2014-11-05   facebook twitter rss

NBA Tackles Cattle Diseases in Plain English

A campaign has been launched by the National Beef Association (NBA) to educate beef farmers about the everyday health problems that face their herds.

The NBA have established a standalone committee, The Animal Health Committee which brings together vets, farmers and breed societies from around the UK to provide information in plain English about common health issues and their financial implications for farmers.

Members for the National Beef Assocation Animal Health Committee (left to right) Michael Reynolds, Chris Mallon, Charlie McLaren, James Playfair-Hannay, Frank Milnes.

Members for the National Beef Assocation Animal Health Committee (left to right) Michael Reynolds, Chris Mallon, Charlie McLaren, James Playfair-Hannay, Frank Milnes.

Through this committee, the NBA aims to reach as wide an audience as possible to help farmers spot and tackle diseases. They will use social media feeds on Twitter and Facebook to share the information and user-friendly fact sheets will be produced by vets.

Charlie Maclaren, a sustainable agriculture analyst from Dumfries and NBA board member, has been appointed to chair the new committee.

He said:
“The Animal Health Committee is all about meeting a need for clear, understandable information that farmers simply don’t have access to at the moment.

“We are using routes such as social media to get this out to people an easily-understandable, digestible form. It is important that farmers know how to spot diseases and parasites in their cattle and what these are likely to do to their bottom line.”

The committee’s first project will be to share up to date information on Bovine Viral Diarrhoea (BVD) and Johnes's disease over the autumn and winter months, kicking off with a weekly Twitter campaign.

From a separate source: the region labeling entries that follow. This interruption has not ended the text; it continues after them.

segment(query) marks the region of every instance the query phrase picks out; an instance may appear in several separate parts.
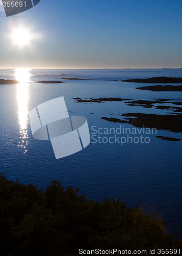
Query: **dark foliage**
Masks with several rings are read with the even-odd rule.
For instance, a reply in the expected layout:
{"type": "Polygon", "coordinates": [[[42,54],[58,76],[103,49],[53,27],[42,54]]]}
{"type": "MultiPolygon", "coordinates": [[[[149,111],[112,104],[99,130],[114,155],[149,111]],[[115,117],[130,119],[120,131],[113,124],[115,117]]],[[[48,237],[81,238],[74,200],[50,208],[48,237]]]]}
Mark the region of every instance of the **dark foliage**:
{"type": "Polygon", "coordinates": [[[102,203],[52,181],[45,191],[0,175],[1,255],[75,255],[79,249],[181,248],[163,222],[127,208],[120,199],[102,203]]]}

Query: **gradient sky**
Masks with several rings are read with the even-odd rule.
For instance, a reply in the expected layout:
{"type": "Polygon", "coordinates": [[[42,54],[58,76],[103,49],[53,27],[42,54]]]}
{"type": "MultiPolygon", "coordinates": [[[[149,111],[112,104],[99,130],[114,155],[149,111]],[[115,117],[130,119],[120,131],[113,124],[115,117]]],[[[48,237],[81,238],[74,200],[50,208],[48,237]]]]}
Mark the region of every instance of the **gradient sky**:
{"type": "Polygon", "coordinates": [[[181,68],[181,0],[41,0],[9,17],[1,6],[0,68],[181,68]]]}

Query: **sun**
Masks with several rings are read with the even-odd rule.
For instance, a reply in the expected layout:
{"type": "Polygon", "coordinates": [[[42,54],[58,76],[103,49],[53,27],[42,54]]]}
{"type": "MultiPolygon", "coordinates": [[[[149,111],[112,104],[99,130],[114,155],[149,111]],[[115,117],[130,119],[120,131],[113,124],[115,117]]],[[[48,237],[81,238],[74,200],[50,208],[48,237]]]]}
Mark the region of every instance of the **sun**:
{"type": "Polygon", "coordinates": [[[13,32],[13,39],[15,44],[22,46],[29,44],[30,35],[25,29],[23,28],[17,29],[13,32]]]}

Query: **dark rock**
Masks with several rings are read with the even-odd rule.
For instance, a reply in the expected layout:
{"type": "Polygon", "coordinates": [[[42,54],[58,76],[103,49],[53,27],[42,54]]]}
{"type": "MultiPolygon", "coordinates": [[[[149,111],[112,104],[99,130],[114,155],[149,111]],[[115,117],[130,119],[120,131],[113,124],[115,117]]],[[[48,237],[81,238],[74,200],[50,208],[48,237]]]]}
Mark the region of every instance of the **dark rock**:
{"type": "Polygon", "coordinates": [[[114,122],[114,123],[127,123],[127,121],[119,119],[118,118],[115,118],[114,117],[101,117],[101,119],[107,120],[110,122],[114,122]]]}
{"type": "Polygon", "coordinates": [[[182,102],[172,102],[174,105],[182,105],[182,102]]]}
{"type": "Polygon", "coordinates": [[[92,80],[91,78],[75,78],[74,77],[60,77],[62,79],[66,80],[92,80]]]}
{"type": "Polygon", "coordinates": [[[122,80],[123,82],[144,82],[144,83],[179,83],[182,82],[182,77],[168,77],[167,76],[158,76],[150,78],[122,80]]]}
{"type": "Polygon", "coordinates": [[[182,86],[148,86],[144,87],[137,87],[136,89],[148,90],[154,92],[175,91],[181,92],[182,86]]]}
{"type": "Polygon", "coordinates": [[[182,132],[182,115],[155,115],[154,114],[127,113],[123,116],[133,117],[128,118],[128,123],[137,127],[147,127],[170,130],[173,132],[182,132]]]}
{"type": "Polygon", "coordinates": [[[164,104],[167,103],[166,101],[162,101],[160,100],[132,100],[132,101],[126,101],[125,102],[129,106],[141,106],[143,108],[152,108],[153,104],[156,103],[164,104]]]}
{"type": "Polygon", "coordinates": [[[171,138],[170,137],[164,137],[164,136],[155,136],[156,138],[159,138],[162,140],[172,141],[177,141],[178,140],[181,140],[180,139],[176,139],[175,138],[171,138]]]}
{"type": "Polygon", "coordinates": [[[0,79],[0,84],[14,84],[19,83],[19,82],[16,80],[0,79]]]}
{"type": "Polygon", "coordinates": [[[99,102],[102,101],[121,101],[122,100],[129,100],[128,99],[121,99],[120,98],[99,98],[98,99],[82,99],[80,98],[76,99],[74,98],[72,99],[75,99],[78,102],[99,102]]]}
{"type": "Polygon", "coordinates": [[[128,123],[136,127],[156,128],[158,130],[168,130],[170,132],[182,132],[182,115],[155,115],[154,114],[127,113],[121,115],[125,117],[133,117],[127,120],[121,120],[112,117],[102,117],[102,119],[114,122],[128,123]],[[135,118],[137,117],[137,118],[135,118]]]}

In the spring, committee members will be organising a series of roadshows in partnership with Merial, focusing on liver fluke in cattle.

In the longer term, the committee is aiming to work with the various bovine health schemes towards standardising testing, heath checks and disease control around the UK.

Mr Maclaren said:
“By raising the profile of these problems, we hope to give farmers the information to speak to their vets with greater understanding, and provide them with the knowledge of how to protect their herds.

“We also want NBA members to get in touch to tell us which health issues they would like further information on.”

In addition to Mr Maclaren, the committee includes three vets, two farmers and a representative from the breed societies, who were all selected for their interest in improving the health of the national herd.